PESHAWAR, Sept 12: The provincial health department is yet to formulate a law to check the mushroom growth of blood banks, laboratories and clinics, an official said. The provincial government had established the health regulatory authority (HRA) under the North West Frontier Province Medical and Health Institutions and Regulation of Health Care Services Ordinance 2002, with a view to curbing malpractices in the health sector, but after four years, rules are yet to be framed, the official said.

The Safe Blood Transfusion Act (SBA) passed by the NWFP Assembly in 1999, was aimed to check and regulate the functioning of the blood banks and pave the way for installation of incinerators at hospitals, besides other measures to help check the spread of HIV/AIDS, hepatitis B and C.

“There is duplication of activities, because both the HRA and the SBA were required to check and regulate the activities of the blood banks,” he said, adding that in such situation, the owners of the private sector clinics, diagnostic centres and hospitals are playing with the lives of the people.

“Ninety per cent of the hospitals in private sector are not conducting HIV and hepatitis tests to the patients before operation.

Only the public sector hospitals are doing these test, because every year, they are supplied with 80,000 kits each for HIV and hepatitis tests free of cost,” official said.

Citing a monitoring report of the Peshawar-based health facilities in public sector, he said that 90 per cent had been found as extremely dangerous and run by unqualified people.

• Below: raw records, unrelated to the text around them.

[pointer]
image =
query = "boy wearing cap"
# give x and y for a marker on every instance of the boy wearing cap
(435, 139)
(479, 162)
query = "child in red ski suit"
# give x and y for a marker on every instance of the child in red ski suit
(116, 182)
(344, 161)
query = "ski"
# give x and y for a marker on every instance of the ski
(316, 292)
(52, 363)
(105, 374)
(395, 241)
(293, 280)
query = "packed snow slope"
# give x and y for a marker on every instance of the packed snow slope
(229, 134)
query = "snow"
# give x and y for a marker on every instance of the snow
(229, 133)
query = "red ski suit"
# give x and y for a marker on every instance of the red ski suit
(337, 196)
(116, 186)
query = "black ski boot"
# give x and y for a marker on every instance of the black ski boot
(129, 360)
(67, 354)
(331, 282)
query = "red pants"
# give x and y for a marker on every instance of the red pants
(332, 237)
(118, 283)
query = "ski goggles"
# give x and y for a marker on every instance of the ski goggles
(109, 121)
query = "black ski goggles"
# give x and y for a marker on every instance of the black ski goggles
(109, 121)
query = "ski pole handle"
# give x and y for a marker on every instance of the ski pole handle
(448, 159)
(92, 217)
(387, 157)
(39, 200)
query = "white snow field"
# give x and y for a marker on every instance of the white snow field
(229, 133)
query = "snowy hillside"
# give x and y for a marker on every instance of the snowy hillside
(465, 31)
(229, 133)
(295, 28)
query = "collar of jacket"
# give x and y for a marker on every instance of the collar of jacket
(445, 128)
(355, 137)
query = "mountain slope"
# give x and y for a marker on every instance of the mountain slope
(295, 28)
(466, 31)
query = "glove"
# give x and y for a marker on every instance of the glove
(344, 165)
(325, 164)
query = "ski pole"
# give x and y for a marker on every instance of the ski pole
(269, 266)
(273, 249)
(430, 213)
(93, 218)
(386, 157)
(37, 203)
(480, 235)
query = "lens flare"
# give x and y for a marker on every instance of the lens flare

“We registered cases at least against 25 persons. All were released by the local court, because there were no rules,” he said, adding that only 31 blood banks in the NWFP and Fata were following the instruction of carrying out free HIV and hepatitis B test.

From next year, hepatitis C tests would also be made compulsory, because the government will supply free kits for the same, he added.

The official said that rules for both the HRA and SBA be notified immediately with a view to empower them.

Secondly, he said that there is a need to draw a line between the functioning of both bodies.